Le discours « antiterroriste » est devenu si dominant dans la politique turque qu’il reste peu de place pour l’opposition aux pratiques antidémocratiques du gouvernement. Par conséquent, la répression du HDP a été peu contestée au niveau national ou international. Les sondages d’opinion montrent que le HDP conserve son soutien électoral, mais la répression a réussi à repousser le parti et les idées politiques qu’il représente aux marges de la politique en Turquie. 

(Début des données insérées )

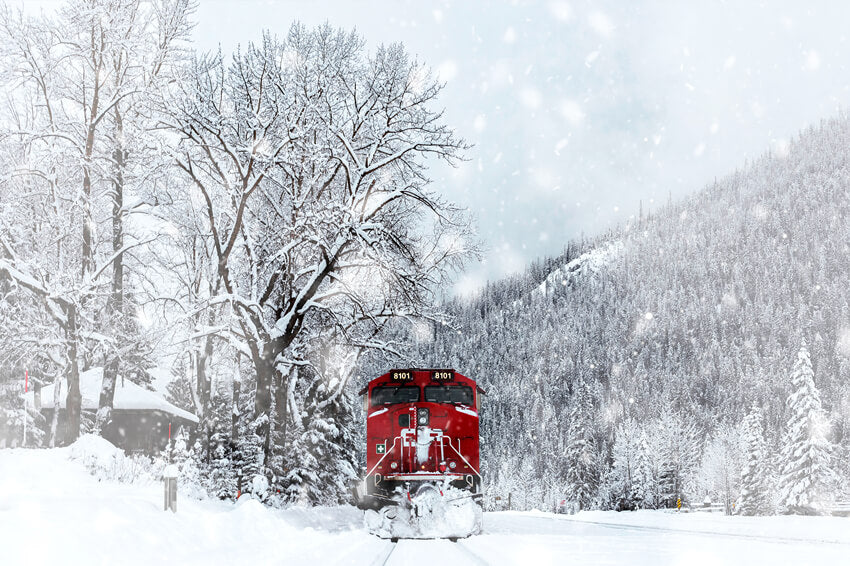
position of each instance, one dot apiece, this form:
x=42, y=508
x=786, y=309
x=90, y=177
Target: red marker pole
x=26, y=388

« Une position belliqueuse sur la question kurde a toujours été populaire auprès d’une grande partie de l’électorat turc. Elle fournit un récit clé en main qui positionne Erdogan comme sauveur de la Turquie et comme le seul dirigeant prêt à défier les forces internationales qui cherchent à affaiblir ou à diviser le pays. »

Outre son utilité dans la mise à l’écart du HDP, ce discours antiterroriste aide également Erdogan à détourner l’attention de ses problèmes intérieurs qui empirent et à rallier sa base. La crise économique de la Turquie en cours va probablement s’accélérer en raison des répercussions régionales de l’invasion de l’Ukraine par la Russie. La politique syrienne d’Erdogan, notamment l’accueil par la Turquie de millions de réfugiés syriens, suscite également un ressentiment croissant. Dans ce contexte, plusieurs partis d’opposition, dont le principal, le Parti républicain du peuple (CHP), ont uni leurs forces contre l’Alliance populaire dirigée par le Parti de la justice et du développement (AKP) d’Erdogan. Lui et son gouvernement misent sur le discours antiterroriste et sur la militarisation de la politique intérieure qui en résulte, pour obtenir un soutien lors des prochaines élections présidentielles et législatives, actuellement prévues pour juin 2023.

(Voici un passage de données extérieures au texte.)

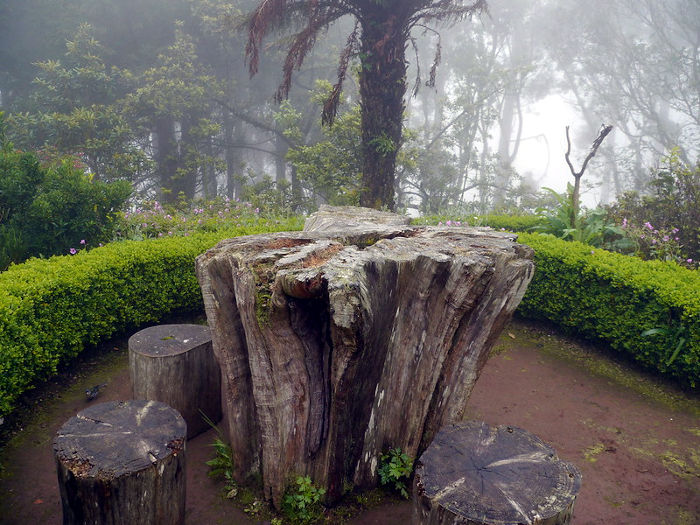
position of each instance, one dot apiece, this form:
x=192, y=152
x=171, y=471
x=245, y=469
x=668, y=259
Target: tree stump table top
x=359, y=334
x=169, y=339
x=496, y=476
x=117, y=438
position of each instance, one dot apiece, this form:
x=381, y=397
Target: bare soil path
x=636, y=440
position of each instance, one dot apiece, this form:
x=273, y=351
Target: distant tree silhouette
x=379, y=39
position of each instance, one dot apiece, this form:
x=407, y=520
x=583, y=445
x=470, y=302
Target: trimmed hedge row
x=615, y=298
x=514, y=223
x=50, y=309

Pour le public nationaliste turc, rien n’illustre mieux ce complot que le soutien permanent des États-Unis à l’Administration autonome de la Syrie du Nord et de l’Est (AANES). La présence des forces américaines dans les régions sous contrôle de l’AANES et l’aide militaire que les États-Unis offrent aux Forces démocratiques syriennes (FDS) sont utilisées par Erdogan et son gouvernement pour affirmer que la sécurité nationale et l’intégrité territoriale de la Turquie sont menacées non seulement par le PKK, mais aussi par des puissances internationales. La Turquie cible régulièrement l’AANES et les FDS par des attaques de drones, et Erdogan a menacé l’AANES d’une nouvelle invasion militaire ces dernières semaines.

Malgré l’alliance militaire de la Turquie avec les États-Unis depuis des décennies et le soutien américain à ses opérations anti-PKK, de nombreux nationalistes turcs sont convaincus qu’il existe un plan américain à long terme visant à créer un État kurde au Moyen-Orient. Ils interprètent la présence américaine en Irak et en Syrie comme faisant partie de ce plan et, à ce titre, comme une menace pour la survie de la Turquie. Erdogan sait qu’une action militaire contre le PKK et les Kurdes syriens peut facilement lui permettre d’exploiter un récit conspirationniste qui a un fort attrait auprès de millions d’électeurs.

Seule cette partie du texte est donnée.